I have customer policy data where customer can have multiple policies against his/her name along with the policy start date. I want to derive the time in years since the customer is associated with us so basically I want to find time between the policy start date of the first policy and the current date.

 

For example->

 

 

Input

Customer_Name Policy_Start_Date cust_1 20/10/2019
cust_1 20/02/2020 cust_2 20/10/2018 cust_2 26/10/2019
Output  Customer_Name Customer_Since cust_1 1 Year cust_2 2 Year

 

 

6 REPLIES 6
ChrisNZ
Tourmaline | Level 20

> customer can have multiple policies against his/her name along with the policy start date

Isn't that the same as finding the minimum (oldest) date for each customer?

 

Look at the different options of the INTCK function to derive the number of years the way you want.

 

andreas_lds
Jade | Level 19

@Saurabh_Rana wrote:

I have customer policy data where customer can have multiple policies against his/her name along with the policy start date. I want to derive the time in years since the customer is associated with us so basically I want to find time between the policy start date of the first policy and the current date.

 

For example->

 

Input

Customer_Name Policy_Start_Date
cust_1        20/10/2019
cust_2        20/10/2018

Output 

Customer_Name Customer_Since
cust_1        1 Year
cust_2        2 Year

 


What have you tried so far? You are talking about having multiple policies per customer, but in your example data there is only one observation for each customer. Please take care that the data you post matches what you have as close as possible. Also post the data in usable form.

ChrisNZ
Tourmaline | Level 20

> I have updated the example

Good. Now try the proposed solutions.

andreas_lds
Jade | Level 19

Untested, the data is still not in usable form.

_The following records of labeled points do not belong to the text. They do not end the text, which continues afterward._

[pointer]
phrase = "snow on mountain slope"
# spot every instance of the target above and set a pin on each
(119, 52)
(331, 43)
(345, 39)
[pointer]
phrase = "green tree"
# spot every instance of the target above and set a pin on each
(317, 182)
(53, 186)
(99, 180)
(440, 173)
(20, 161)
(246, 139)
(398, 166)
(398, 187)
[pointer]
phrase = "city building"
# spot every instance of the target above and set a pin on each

proc sort data=have out=sorted;
  by customer_name policy_start_date;
run;

data want;
  set sorted;
  by customer_name;

  if first.customer_name;
  years = yrdif(policy_start_date, today());
run;

You may want to look at the documentation of yrdif, the function has a third parameter that could be used to tweak the result.

Kurt_Bremser
Super User

SQL:

proc sql;
create table want as
  select
    customer_name,
    intck('year',min(policy_start_date),today(),'c') as years
  from have
  group by customer_name
;
quit;

Modify the last parameter of INTCK as needed.